Before speaking to the Colombian community in Queens, he met with United Nations Secretary-General Antonio Guterres.
Harold Parra, 51, traveled from New Jersey to see Petro. “We are making a piece of history with this president who is a worthy son of the people,” said an immigrant dedicated to maintaining the building. “His humanitarianism, his humility, his fight for those most in need… Finally a new beginning.”
While waiting for the president, the crowd sang the Colombian national anthem and chants were also heard against former Colombian president Alvaro Uribe, who represented the right.
Dancers with big skirts and flowers in their hair danced to traditional rhythms like Bambuko.

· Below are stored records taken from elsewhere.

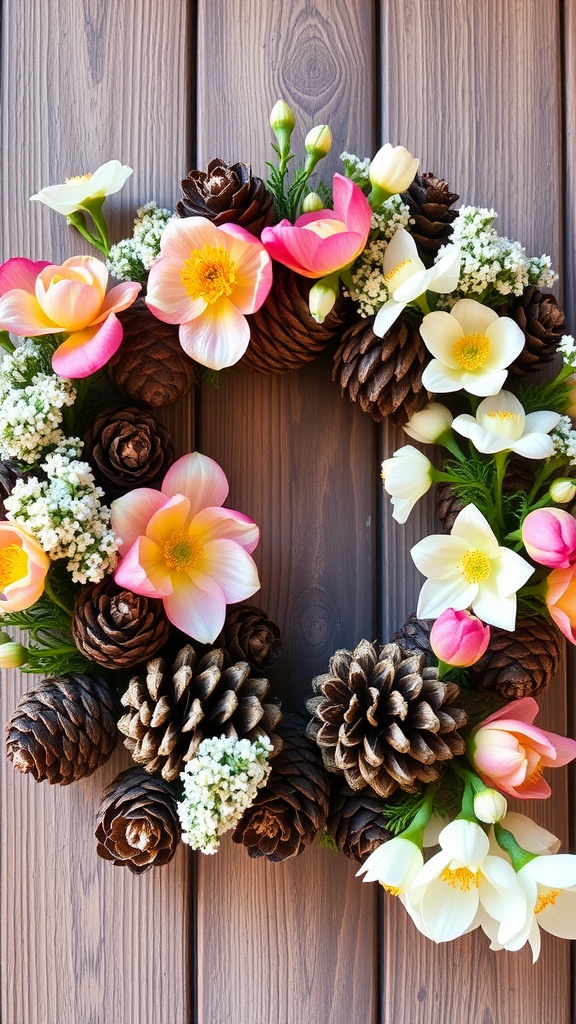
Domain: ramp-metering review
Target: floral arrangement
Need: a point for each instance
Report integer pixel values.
(128, 573)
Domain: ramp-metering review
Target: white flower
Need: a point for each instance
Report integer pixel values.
(468, 568)
(407, 279)
(471, 346)
(406, 476)
(501, 425)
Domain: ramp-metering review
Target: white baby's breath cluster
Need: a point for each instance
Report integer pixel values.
(218, 785)
(62, 509)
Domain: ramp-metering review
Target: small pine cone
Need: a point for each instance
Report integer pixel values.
(384, 719)
(382, 375)
(543, 324)
(250, 636)
(520, 664)
(428, 200)
(116, 628)
(356, 821)
(137, 821)
(283, 333)
(290, 811)
(151, 367)
(63, 729)
(228, 194)
(172, 709)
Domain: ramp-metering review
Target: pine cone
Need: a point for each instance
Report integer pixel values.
(290, 811)
(63, 729)
(356, 821)
(428, 200)
(116, 628)
(151, 367)
(283, 332)
(382, 375)
(137, 821)
(172, 710)
(127, 449)
(543, 324)
(383, 719)
(228, 194)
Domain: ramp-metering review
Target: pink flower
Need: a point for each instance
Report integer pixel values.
(459, 638)
(509, 753)
(206, 280)
(549, 538)
(325, 241)
(180, 546)
(38, 299)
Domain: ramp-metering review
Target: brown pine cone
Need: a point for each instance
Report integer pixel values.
(172, 709)
(428, 200)
(228, 194)
(384, 719)
(116, 628)
(290, 811)
(151, 367)
(137, 821)
(283, 332)
(543, 324)
(356, 821)
(63, 729)
(382, 375)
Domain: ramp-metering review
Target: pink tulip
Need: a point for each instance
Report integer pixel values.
(459, 638)
(38, 299)
(509, 753)
(180, 546)
(549, 538)
(326, 241)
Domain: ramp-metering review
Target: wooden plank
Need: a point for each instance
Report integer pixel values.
(474, 90)
(82, 941)
(291, 942)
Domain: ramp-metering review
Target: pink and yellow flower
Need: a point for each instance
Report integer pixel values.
(38, 299)
(207, 280)
(179, 545)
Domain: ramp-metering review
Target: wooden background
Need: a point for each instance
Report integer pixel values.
(477, 88)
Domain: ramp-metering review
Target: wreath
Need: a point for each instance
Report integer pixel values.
(129, 577)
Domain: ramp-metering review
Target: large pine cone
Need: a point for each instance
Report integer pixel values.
(283, 332)
(290, 811)
(543, 324)
(137, 821)
(116, 628)
(63, 729)
(151, 367)
(382, 375)
(228, 194)
(428, 200)
(383, 719)
(172, 709)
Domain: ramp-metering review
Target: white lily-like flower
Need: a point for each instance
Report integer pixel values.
(471, 346)
(468, 568)
(406, 476)
(407, 279)
(501, 425)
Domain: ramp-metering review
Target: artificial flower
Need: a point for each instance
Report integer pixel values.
(207, 280)
(69, 299)
(510, 753)
(407, 279)
(501, 425)
(471, 346)
(180, 546)
(468, 568)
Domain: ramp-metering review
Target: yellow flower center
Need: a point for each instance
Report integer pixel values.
(208, 273)
(476, 566)
(471, 351)
(181, 552)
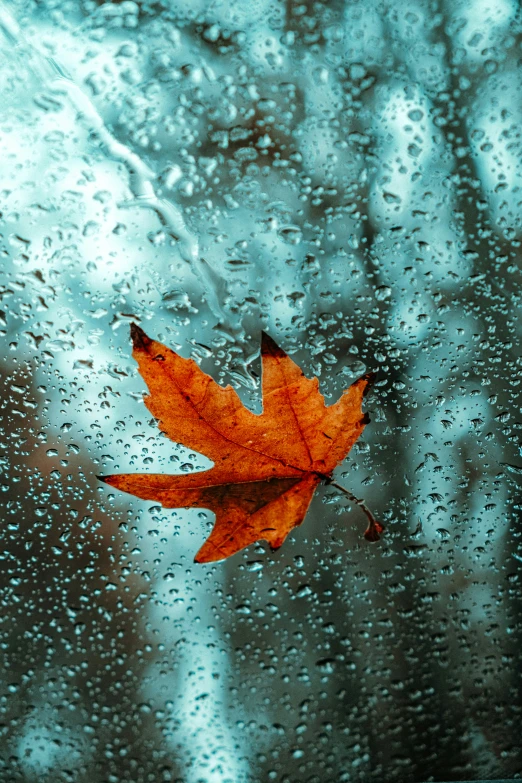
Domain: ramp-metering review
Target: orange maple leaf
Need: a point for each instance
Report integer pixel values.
(267, 467)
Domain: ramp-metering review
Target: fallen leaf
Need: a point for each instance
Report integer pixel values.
(267, 467)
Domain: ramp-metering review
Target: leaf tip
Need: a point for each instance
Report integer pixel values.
(373, 531)
(139, 338)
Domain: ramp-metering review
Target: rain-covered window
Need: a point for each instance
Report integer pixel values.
(345, 177)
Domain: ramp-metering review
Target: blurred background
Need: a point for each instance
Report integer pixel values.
(347, 176)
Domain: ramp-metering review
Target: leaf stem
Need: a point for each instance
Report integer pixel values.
(375, 528)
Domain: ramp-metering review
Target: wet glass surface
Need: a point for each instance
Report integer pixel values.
(346, 176)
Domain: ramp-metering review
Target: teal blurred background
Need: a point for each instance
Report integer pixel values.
(346, 176)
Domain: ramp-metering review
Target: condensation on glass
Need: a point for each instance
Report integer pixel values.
(346, 176)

Some young entrepreneurs talked about their business. Petro was surrounded by various ministers and Queens Borough President Donovan Richards.
The president said that consulates and embassies in the United States should not be filled with people connected to power, but should be filled with servants of the people and be “bridges of unity.” The crowd gave him a standing ovation.
He added that he wants a less fearful migrant community, knowing he has the Colombian government to help him.